The narrative builds toward the extraordinary scene in the Hungarian National Museum, where Stephanie finally confronts the ghosts she’s spent decades avoiding. Surrounded by sanitized exhibits that shift blame for Hungary’s wartime atrocities onto Germany, she grows suddenly furious, railing against her country’s willful blindness. “Let the people of Hungary look at them!” she cries, gesturing toward the portraits of Holocaust survivors and their descendants. For Faludi, this eruption of anger feels almost redemptive. The woman who has denied so much, her past, her violence, her Jewishness, finally speaks truth. Yet even this moment is fleeting; within minutes, Stephanie backtracks, praising the museum’s “praiseworthy” exhibit before slyly noting that the portraits have been relegated to the cellar.
 
Faludi’s genius lies in refusing to flatten this complexity into a single moral.
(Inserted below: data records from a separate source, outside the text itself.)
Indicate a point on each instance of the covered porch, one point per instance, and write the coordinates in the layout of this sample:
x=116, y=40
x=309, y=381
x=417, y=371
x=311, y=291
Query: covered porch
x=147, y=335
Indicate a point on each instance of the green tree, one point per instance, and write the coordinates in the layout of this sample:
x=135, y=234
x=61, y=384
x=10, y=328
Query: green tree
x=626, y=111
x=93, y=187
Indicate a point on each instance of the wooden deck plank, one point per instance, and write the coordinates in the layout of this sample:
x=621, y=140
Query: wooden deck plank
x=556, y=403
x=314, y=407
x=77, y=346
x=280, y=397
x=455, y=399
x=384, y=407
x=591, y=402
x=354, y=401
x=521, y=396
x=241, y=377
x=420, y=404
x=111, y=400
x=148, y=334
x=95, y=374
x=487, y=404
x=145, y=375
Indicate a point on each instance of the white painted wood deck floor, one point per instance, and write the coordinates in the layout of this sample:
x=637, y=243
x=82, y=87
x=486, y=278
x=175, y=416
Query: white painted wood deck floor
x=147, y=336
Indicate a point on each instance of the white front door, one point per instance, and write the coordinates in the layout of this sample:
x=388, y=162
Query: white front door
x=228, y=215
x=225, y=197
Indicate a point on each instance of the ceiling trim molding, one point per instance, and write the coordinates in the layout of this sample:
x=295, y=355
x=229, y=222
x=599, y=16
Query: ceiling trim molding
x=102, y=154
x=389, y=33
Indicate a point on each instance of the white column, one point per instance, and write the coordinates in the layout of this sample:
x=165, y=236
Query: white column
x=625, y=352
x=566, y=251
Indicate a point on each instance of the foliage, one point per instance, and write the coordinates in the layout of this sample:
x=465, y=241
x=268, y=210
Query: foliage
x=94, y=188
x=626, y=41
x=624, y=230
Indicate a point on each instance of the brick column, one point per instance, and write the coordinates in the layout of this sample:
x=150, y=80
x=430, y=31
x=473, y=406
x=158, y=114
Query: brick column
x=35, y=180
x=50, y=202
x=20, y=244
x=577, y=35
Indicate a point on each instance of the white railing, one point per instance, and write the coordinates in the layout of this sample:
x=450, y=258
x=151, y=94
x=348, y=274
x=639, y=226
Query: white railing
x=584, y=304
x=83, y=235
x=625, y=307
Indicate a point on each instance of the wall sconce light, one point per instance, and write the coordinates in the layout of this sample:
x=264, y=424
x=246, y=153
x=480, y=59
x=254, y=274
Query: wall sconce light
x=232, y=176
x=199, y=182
Her father is at once victim and perpetrator, hero and coward, woman and man, Jew and outsider. The book’s structure mimics the shape of that ambiguity, part memoir, part cultural history, part philosophical inquiry. Faludi moves between her father’s childhood in wartime Budapest, her own feminist coming of age in America, and the political landscape of modern Hungary, where national identity and gender identity are both battlegrounds. Every thread circles back to the central, unanswerable question: who are we when the masks come off, and do they ever really come off at all?
 
In the Darkroom is unsparing but not cruel, intellectual but deeply emotional. Faludi writes with a clarity that borders on surgical precision, yet beneath it pulses a sorrowful tenderness. The book is, in the end, not only about her father’s transformation but about the complicated love that survives between parent and child after betrayal, distance, and loss. It’s about the way we inherit pain, how we rewrite our families’ stories to survive them, and how, sometimes, the act of looking, really looking, is both the most painful and the most compassionate thing we can do.
 
When the book closes, Faludi has not solved the mystery of her father, nor of identity itself. What she has done is illuminate the darkness around those questions, showing that identity is not a destination but a lifelong negotiation between what we inherit and what we invent. In the end, her father’s life, with all its disguises and contradictions, becomes a mirror for the age we live in, a time obsessed with the right to self-definition, yet terrified of the fluidity that such freedom demands. In the Darkroom asks us to sit with that discomfort, to resist the easy story, and to remember what happens when forgetting becomes a way of life.